0

I have a usecase of picking up x number of elements in a batch from total n number of elements. Currently I'm using Google Guava Lists like this :

List<String> dataList; 

List< List<String> > smallerLists = Lists.partition(dataList, maxRecordsInABatch); 

for ( smallerList : smallerLists ) {
    doSomething(data);
}

Is there a better way to do it, in which I can avoid making smallerLists and on-the run time pick x-sized lists from n-sized list.

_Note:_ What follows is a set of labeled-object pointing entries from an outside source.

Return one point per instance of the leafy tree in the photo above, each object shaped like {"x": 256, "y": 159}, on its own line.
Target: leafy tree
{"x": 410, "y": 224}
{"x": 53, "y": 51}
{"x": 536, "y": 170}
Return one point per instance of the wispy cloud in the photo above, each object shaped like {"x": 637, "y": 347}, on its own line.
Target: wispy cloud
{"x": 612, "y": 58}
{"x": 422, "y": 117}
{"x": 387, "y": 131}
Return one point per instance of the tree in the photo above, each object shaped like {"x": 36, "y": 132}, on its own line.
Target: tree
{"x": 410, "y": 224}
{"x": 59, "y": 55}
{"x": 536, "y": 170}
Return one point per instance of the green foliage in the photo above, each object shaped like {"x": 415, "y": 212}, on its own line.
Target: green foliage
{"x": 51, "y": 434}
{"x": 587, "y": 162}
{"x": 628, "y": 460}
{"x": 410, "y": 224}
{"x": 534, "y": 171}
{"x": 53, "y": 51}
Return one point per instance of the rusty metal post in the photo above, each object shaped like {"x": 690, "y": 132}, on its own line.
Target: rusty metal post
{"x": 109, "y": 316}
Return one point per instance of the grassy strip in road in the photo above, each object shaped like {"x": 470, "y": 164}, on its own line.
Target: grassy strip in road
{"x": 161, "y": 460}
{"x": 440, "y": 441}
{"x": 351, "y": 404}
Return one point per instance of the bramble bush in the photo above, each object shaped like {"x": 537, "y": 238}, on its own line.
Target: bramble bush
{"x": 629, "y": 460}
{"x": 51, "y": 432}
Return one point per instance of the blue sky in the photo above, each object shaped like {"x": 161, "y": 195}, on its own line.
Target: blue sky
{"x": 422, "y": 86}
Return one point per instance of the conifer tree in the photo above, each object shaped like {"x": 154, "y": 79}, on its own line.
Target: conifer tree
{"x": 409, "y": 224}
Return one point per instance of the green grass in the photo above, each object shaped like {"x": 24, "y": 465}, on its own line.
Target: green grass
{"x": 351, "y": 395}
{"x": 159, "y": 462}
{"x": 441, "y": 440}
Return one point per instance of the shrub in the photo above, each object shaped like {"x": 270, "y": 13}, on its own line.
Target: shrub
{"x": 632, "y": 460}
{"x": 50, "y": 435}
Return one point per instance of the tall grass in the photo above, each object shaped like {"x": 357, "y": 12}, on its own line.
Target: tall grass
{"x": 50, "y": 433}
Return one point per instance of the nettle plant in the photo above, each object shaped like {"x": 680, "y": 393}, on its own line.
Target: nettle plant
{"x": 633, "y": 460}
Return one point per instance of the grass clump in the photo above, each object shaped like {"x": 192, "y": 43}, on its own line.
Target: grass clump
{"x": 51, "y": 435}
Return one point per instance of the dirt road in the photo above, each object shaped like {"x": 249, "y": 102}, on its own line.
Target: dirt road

I was also exploring Java 8 Streams and Lambda expressions but couldn't find something to cater this.

dushyantashu
  • 523
  • 3
  • 9
  • 16
  • Are you looking to just split the data. Or to perform parallel tasks after splitting the data? – Thirler Nov 22 '16 at 13:21
  • 1
    http://stackoverflow.com/a/30694866/829571 – assylias Nov 22 '16 at 13:26
  • 2
    If you have a look at the source of `Lists.partition()` you'll see that you'll get a `Partition` which call `subList()` on the list you pass. In case of the built-in lists that call will create small objects that operate on the underlying list so in fact your code should not generate any new lists. – Thomas Nov 22 '16 at 13:30
  • 3
    Lists.partition() strikes me as a very good way to do it; I can't tell how to beat it without more information about what you think of as "better". None of the items in the list are duplicated, and virtually no object pointers are duplicated, either - according to the javadocs, the smaller lists are a view onto the larger list. The only two possible improvements I can guess at are that you want to modify the smaller lists without altering the larger one (soln: clone the sublists), or you want to do some sort of cloud job. Do either of these hold? – Paul Brinkley Nov 22 '16 at 13:31
  • 1
    @Thomas @Paul Brinkley My only concern was data-redundancy. I was thinking `Lists.partition()` creates new smaller lists with copy of data from original list. If this is not the case, and in fact I'm working with the same underlying list, then I'm fine with my approach. – dushyantashu Nov 22 '16 at 13:40
  • 1
    In fact even if you'd get new lists they'd still refer to the same data, i.e. the elements in a list will not be copied, just the references to them (which is about 8 bytes per reference). – Thomas Nov 22 '16 at 13:45
  • 1
    Similar to [this question](http://stackoverflow.com/q/28210775/2711488). If the source is a `List` and the result ought to be a `List>`, i.e. neither source nor target ought to be a stream, `Lists.partition` is good enough (note the second answer there)… – Holger Nov 22 '16 at 14:10
  • 1
    The concern about redundancy is definitely fair. Even a concern about *pointer* redundancy is fair, IMO, if the list is very large. And in fact, I'd misread the javadoc for Lists.partition(); it's copying all of those pointers for the outer list, whereas I'd thought the sublists were views into the input list. That said, if you're only concerned about data redundancy, all's well. – Paul Brinkley Nov 22 '16 at 18:56

2 Answers2

0

There is a small trick you can use for list partition in java-8. First you group splitting by the number of partions then you create a new list with grouped values. Something like this:

List<Integer> intList = Lists.newArrayList(1, 2, 3, 4, 5, 6, 7, 8);
Map<Integer, List<Integer>> groups = intList.stream().collect(Collectors.groupingBy(s -> (s - 1) / 3));
System.out.println(groups);
List<List<Integer>> subSets = new ArrayList<List<Integer>>(groups.values());
System.out.println(subSets);
0

You can use partioningBy the collector. As described in the below link: https://www.javacodegeeks.com/2015/11/java-8-streams-api-grouping-partitioning-stream.html

KayV
  • 12,987
  • 11
  • 98
  • 148